Lonnie Bunch III, founding director of the Smithsonian's National Museum of African-American History and Culture, apparently doesn't experience museum fatigue often.
Doing research for our phone interview last week, ahead of his private appearance Thursday at the Minneapolis Club, I ran his name by the only person I personally knew who might have met him: my mother.
When she was in charge of PR and protocol at Tuskegee University, she met an astonishing array of high-profile people: Tuskegee airmen, President Ronald Reagan, Alex Haley and Lionel Richie, before he was famous.
Had she ever met Bunch?
"No," she said. "But I'll bet he's been to the George Washington Carver Museum."
"Yes, indeed!" he confirmed. "That's right. Absolutely!"
It's an excellent campus museum, with some famous photographs of Carver taken by his friend and famed university colleague P.H. Polk, whom I knew because he adored my mother.
"You knew P.H. Polk?" said Bunch. "Now, that's impressive."
Not as impressive as the museums overseen by Bunch and Bryan Stevenson, founder of the National Memorial for Peace and Justice aka the Lynching Memorial in Montgomery, Ala. I asked Bunch if he's been there.
"I have," he said. "Basically there is not a museum, unless it was opened in the last year, I haven't been to."
This is Part 2 of my conversation with him. Part 1 was in Saturday's column.
Q: When you see what your museum has procured, what specifically touches you and your ancestral history?
A: Interesting. Normally when I've created exhibitions during my career, I have a little ritual where I say goodbye. Once it's open to the public, it's no longer my show.
In this case, I realized it was going to always have a connection to me.
When I walk through the galleries and see the story of slavery, I suddenly learn more about my own enslaved ancestors. When I walk through the story of segregation or the migrations of African-Americans from the South to the North, I see my family in ways I didn't expect.
So the museum has become even a more personal journey than I would have anticipated.
When I think about the collections, there is so much in there that moves me to tears. I think the slave cabin that tells not only the story of slavery but the story of freedom is very, very powerful.
I love something that very few people point out, a playbill featuring Ira Aldridge from England in the 1850s. He was a black actor who had to go to England in order to get Shakespearean roles, and it's the playbill for the first time somebody black played "Othello." That moves me.
[But as for having a favorite display in the museum], if you ask me which one of my kids I love, I love them all.
Q: Do you know details in the trajectory of your grandfather from sharecropper to dentist?
A: I know the whole trajectory. What you do is you start out by realizing you need to get a college education. He realized he could go to Shaw College at night and get a degree, and it took him 10 years. He started at 18; he graduated at 28 in 1910. …
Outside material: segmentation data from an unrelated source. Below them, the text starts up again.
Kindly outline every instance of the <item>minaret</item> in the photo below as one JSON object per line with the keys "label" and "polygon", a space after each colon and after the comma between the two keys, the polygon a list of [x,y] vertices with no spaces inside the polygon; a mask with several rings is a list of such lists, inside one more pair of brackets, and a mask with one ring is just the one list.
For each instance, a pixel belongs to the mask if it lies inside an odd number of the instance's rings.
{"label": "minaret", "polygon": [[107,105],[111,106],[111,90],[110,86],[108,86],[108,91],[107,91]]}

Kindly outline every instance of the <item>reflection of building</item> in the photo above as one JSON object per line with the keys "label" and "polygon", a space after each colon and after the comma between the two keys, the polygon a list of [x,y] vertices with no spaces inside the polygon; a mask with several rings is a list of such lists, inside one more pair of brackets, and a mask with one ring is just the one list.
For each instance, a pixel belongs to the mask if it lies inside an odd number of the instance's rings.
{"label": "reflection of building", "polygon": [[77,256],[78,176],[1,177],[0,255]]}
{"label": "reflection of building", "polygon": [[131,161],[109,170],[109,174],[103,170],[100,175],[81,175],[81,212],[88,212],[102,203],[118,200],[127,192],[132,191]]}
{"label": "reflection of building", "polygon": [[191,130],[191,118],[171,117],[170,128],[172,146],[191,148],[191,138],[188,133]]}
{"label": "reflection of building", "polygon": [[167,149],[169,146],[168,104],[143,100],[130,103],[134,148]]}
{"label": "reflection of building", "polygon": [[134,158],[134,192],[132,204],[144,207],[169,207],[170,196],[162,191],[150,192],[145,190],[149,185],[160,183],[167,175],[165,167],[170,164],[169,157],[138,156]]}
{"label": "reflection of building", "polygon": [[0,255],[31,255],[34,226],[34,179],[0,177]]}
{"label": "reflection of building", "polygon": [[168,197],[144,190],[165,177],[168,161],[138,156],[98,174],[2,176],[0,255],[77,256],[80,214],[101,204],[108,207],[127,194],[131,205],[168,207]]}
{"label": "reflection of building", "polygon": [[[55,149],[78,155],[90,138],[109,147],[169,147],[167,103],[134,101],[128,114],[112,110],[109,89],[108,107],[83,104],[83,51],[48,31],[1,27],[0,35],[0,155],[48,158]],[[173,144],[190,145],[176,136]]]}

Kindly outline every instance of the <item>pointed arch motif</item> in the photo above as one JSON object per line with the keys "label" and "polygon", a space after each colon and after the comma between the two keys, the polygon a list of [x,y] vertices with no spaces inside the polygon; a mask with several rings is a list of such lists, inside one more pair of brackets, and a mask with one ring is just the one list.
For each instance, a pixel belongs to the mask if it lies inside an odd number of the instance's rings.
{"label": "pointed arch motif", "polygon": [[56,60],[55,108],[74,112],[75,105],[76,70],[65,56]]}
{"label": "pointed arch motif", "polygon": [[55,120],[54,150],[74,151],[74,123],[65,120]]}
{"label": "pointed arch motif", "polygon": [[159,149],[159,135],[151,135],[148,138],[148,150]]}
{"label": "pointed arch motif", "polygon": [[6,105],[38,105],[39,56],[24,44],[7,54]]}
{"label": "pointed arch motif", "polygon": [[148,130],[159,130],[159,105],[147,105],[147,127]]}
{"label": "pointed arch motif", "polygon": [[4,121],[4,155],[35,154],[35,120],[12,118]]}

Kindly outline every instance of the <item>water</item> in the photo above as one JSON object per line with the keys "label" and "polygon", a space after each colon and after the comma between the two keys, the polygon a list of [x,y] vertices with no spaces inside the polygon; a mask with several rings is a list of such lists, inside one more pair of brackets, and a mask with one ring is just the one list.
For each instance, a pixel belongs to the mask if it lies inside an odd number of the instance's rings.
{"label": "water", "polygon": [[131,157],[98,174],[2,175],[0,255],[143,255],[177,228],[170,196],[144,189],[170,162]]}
He didn't have the money [for dental school]. He married, he moved to Atlantic City, and my grandmother did laundry while he pushed what are called "rolling chairs." Basically in Atlantic City, they hired college-educated blacks as early as 1895 to push the white elite on the boardwalk so they could at least have what they called "a coherent conversation."
He did that and saved his money and then went to Howard [University's] dental school and graduated in 1916.
Q: Is there an artifact you want for the museum that you have not been able to secure?
A: Willie Mays' baseball glove.
Q: How many times do you seek it before you stop asking?
A: You never stop asking. You'll get lucky one day.
Q: What is your favorite dish at the museum's Sweet Home Cafe?
A: [Seven-second pause.] Shrimp and grits.
Q: Would your granddad, the first of your family's Lonnies, be surprised by your success or say he fully expected your parents would put you on the path to great things?
A: He was called Doc, and Doc died the day before I turned 5. So I think Doc's expectations of his own family were if he was able to go from a sharecropper to dentist, then you'd better be able to go from where you are to do something important. I don't think he would have been surprised. He would have been pleased. Would Doc have expected me to be a historian? Probably not.
Q: In college I remember a history major who was called a "date bug" because she easily retained historical dates.
A: I was never called a "date bug" but I did love history from the beginning. … It was really about the stories of people. I wanted to understand why people were treated in certain ways. I wanted to understand as a kid whether people led happy lives or not, and that just got me interested in studying the past.